Unveiled during a keynote speech by CEO Matt Garman at this week's Re:Invent event in Las Vegas, the cloud giant also revealed plans for its Trainium3 chip.

Trainium2 instance
– AWS

Garman revealed three new EC2 instances: the P6 and Trn2 instances and the Trn2 UltraServers.

The P6 family of instances feature Nvidia's latest Blackwell GPUs, and will be available in 2025. AWS expects the instances to offer up to 2.5x faster compute than the current generation of GPUs.

“AWS and Nvidia have been collaborating together for 14 years to ensure that we are really great at operating and running GPU workloads,” said Garman of the partnership.

The company has also been developing instances using its self-developed Trainium chips.

The Amazon EC2 Trn2 instances are now generally available and are - according to Garman - the most powerful instances for generative AI. They offer 30-40 percent better performance than current GPUs. The instances have 16 trainium2 chips connected by a high bandwidth, low latency interconnected NeuronLink, and can deliver 20.8 petaflops.

AWS is also launching the Amazon EC2 Trn2 UltraServers - comprising four Trn2 instances and connected with a NeuronLink, the UltraServers have 64 Trainium2 chips and can offer up to 83.2 FP8 petaflops of compute power.

Effectively, the UltraServers are four instances combined into one node, explained Garman. “Now you can load one of these really large models all into a single node, delivering much better latency and much better performance for customers without having to break it up.”

Garman also announced Project Rainier, being developed alongside generative AI company Anthropic.

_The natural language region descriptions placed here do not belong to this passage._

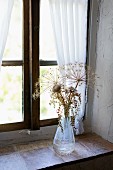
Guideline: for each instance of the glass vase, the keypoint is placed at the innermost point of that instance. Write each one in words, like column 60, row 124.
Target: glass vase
column 64, row 140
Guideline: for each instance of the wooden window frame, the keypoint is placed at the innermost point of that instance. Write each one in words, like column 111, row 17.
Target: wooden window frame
column 31, row 68
column 37, row 63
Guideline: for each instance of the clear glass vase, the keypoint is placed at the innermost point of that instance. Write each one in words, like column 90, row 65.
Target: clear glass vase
column 64, row 140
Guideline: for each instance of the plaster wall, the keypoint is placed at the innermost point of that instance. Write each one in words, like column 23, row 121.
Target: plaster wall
column 102, row 119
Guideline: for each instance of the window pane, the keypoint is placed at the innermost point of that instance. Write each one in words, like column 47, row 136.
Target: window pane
column 46, row 111
column 11, row 94
column 47, row 43
column 13, row 49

Project Rainier is going to build a cluster of Trainium2 UltraServers containing hundreds of thousands of Trainium chips interconnected with third-generation, low-latency petabit scale EFA networking.

When completed, it is expected to be the world’s largest AI compute cluster.

“The cluster is going to be five times the number of exaflops as the current cluster that Anthropic used to train their leading set of quad models for healthcare, five times the amount of compute that they use in the current generation. I am super excited to see what the Anthropic team comes up with that size,” said Garman.

Garman also unveiled plans for the Trainium3 chip, which he said will be coming "later next year."

"Trainium3 will be our first chip in the AWS made using a 3 nanometer-process node. It will give you 2x more compute than Trainium2, and will be 40 percent more efficient," said Garman.

"It will allow you to build bigger, faster, and more exciting applications."